In essence, it means that while things are not completely bleak (after all, we are setting records) they could have been so much further ahead.
The Best News?
A look on the bright side tells us something else about that gap on the first chart: It’s a measure of the massive amount of untapped potential in the U.S. economy.
This suggests that if the Trump administration can succeed in rolling back the burdens heaped upon the economy in the past eight years, the future growth potential of the U.S. economy could be enormous.
And the mountain ahead is not a small one: It would take 5% real growth per year over the next eight years just to close the Obama Gap.
Here are some encouraging developments that suggest the market is in the very early stages of anticipating the unlocking of these shackles from the economy, as the new Administration begins to lay down the plan ahead:
The Biggest Lesson?
There will always be ugly periods and windows where markets do not do well.
Some of those will be painful, some excruciating.
And the investor herd will look like on these as if it’s never been this bad before. But by now, we should know better.

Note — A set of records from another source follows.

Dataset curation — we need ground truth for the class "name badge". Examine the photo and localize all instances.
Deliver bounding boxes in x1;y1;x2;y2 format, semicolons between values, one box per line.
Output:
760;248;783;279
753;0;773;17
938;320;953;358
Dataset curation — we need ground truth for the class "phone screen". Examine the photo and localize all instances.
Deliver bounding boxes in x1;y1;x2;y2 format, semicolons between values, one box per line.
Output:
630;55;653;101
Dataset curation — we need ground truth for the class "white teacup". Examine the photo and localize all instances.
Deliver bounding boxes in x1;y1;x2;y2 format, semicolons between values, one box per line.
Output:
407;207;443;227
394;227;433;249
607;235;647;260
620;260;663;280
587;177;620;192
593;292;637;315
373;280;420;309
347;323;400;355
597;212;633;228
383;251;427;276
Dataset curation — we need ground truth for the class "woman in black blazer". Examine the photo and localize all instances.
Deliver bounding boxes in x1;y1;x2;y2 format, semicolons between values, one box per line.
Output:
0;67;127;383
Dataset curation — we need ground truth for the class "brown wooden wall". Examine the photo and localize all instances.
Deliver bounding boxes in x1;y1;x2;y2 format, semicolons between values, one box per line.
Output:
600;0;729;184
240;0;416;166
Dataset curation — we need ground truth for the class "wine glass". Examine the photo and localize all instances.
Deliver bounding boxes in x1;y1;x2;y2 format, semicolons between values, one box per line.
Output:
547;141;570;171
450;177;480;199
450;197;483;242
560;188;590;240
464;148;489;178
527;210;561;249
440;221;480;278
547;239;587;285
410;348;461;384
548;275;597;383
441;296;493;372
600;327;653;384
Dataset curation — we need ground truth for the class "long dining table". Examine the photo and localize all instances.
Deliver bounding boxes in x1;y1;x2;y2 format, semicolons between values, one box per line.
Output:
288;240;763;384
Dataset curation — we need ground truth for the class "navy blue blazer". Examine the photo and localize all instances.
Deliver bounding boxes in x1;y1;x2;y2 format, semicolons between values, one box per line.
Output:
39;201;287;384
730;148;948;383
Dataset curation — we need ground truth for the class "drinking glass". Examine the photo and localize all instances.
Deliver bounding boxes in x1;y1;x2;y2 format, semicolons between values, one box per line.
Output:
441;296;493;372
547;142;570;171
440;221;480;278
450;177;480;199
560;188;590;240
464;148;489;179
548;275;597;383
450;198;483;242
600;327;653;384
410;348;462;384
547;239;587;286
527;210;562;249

The rewards of the long-term investor are driven by patience and discipline, both very tough pathways at times.
But 2016 is yet another solid example of the lessons learned through fear. In short, it can be expensive.
Never lose faith in the strength of the US economy. It stalls, it sputters, it goes through painful jaunts but then it recovers.
Once we get the cloud of the oil collapse round-tripped and into our rearview mirrors (with Q3), we should see better numbers all around.
To that end GDP was upgraded this week - and this just in: here in Chicago our PMI read is on fire, beating consensus by more than 10%:
Maybe we should hope that 2017 starts off the same way 2016 did for the markets.
And will we have learned our lesson about fear?